Sheffield steel firm Forgemasters has been fined £120,000 for health and safety breaches after a foundry worker was gassed to death.
Brian Wilkins, aged 48, of Nethershire Lane, Shiregreen, died almost instantly after a carbon dioxide fire extinguisher system was activated in the cellar where he was working, flooding it with the poisonous gas.
Sheffield Crown Court heard that an alarm system, which would have warned Mr Wilkins the extinguisher was about to go off, failed to work.
Prosecutor Jason Pitter said Mr Wilkins - a father of three grown-up sons - had been cutting up high voltage cables in a switchroom using a petrol-powered saw when the fire extinguisher activated in 2008.

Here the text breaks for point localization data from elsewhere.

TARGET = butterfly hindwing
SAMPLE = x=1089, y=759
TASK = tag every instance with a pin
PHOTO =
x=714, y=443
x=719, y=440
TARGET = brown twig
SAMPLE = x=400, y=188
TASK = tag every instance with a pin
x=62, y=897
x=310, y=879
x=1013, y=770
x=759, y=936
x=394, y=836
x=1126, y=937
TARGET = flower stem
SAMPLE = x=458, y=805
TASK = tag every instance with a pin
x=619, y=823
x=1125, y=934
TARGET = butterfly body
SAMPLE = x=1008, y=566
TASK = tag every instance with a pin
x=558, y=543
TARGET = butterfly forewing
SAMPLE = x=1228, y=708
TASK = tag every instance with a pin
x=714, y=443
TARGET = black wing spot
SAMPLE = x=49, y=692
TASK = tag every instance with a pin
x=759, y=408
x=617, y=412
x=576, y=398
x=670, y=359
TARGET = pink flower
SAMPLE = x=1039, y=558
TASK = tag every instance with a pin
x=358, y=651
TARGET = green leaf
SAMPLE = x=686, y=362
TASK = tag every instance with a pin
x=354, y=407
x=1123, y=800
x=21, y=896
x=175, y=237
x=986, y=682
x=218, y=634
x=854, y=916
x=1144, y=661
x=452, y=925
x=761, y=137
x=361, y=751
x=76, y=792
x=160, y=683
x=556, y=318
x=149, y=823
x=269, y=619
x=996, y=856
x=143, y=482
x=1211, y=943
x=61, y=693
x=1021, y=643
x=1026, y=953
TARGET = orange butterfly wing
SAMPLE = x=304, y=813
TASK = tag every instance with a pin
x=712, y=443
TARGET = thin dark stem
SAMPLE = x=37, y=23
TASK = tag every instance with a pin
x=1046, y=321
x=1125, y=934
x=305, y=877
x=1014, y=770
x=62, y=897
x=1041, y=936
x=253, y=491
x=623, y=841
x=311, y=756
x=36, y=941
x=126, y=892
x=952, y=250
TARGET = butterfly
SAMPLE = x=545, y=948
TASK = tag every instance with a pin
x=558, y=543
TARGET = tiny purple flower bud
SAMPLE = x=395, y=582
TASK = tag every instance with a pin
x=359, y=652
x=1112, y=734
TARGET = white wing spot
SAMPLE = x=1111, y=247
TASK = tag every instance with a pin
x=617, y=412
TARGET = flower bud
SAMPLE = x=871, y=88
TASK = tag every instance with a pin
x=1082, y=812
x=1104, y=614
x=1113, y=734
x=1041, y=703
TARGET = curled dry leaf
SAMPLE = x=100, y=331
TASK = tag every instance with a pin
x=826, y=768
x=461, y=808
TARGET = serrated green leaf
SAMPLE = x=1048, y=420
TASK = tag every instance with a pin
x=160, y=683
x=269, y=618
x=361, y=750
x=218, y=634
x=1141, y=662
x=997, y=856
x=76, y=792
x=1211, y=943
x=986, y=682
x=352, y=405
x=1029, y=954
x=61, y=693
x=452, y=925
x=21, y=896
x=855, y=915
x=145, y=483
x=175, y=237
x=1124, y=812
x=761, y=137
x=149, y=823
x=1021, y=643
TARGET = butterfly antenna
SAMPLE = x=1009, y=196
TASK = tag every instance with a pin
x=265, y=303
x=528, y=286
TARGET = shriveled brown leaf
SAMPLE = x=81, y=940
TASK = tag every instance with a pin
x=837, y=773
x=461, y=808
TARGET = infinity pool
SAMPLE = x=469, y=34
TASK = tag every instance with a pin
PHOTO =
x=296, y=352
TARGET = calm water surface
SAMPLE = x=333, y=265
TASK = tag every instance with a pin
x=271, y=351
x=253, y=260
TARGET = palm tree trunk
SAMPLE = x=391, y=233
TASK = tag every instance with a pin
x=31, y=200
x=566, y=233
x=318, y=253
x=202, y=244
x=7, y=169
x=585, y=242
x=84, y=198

Mr Pitter said other members of staff who rushed to his aid also suffered from the effects of breathing in carbon dioxide.
Forgemasters admitted breaching health and safety legislation by failing to carry out an adequate risk assessment, failing to write a method statement, failing to provide and enforce training, and failing to provide emergency rescue arrangements.
Judge Julian Goose QC said: “Brian Wilkins was carrying out his job at the factory in Brightside Lane, Sheffield, when there was an accident in which he was killed.
“The company accepts it failed to discharge its duty to ensure the health and safety of Mr Wilkins and others.
“His death was not caused by the breach, but it was one of the factors which contributed to his death.”
Representatives from the firm were told they must pay the fine, plus costs of £125,000, within nine months.
After the hearing, Graham Honeyman, chief executive at Sheffield Forgemasters, said: “While Sheffield Forgemasters has accepted some health and safety breaches which occurred in 2008, it does not accept and has never accepted that its actions have caused or significantly contributed to the tragic death of Brian Wilkins.”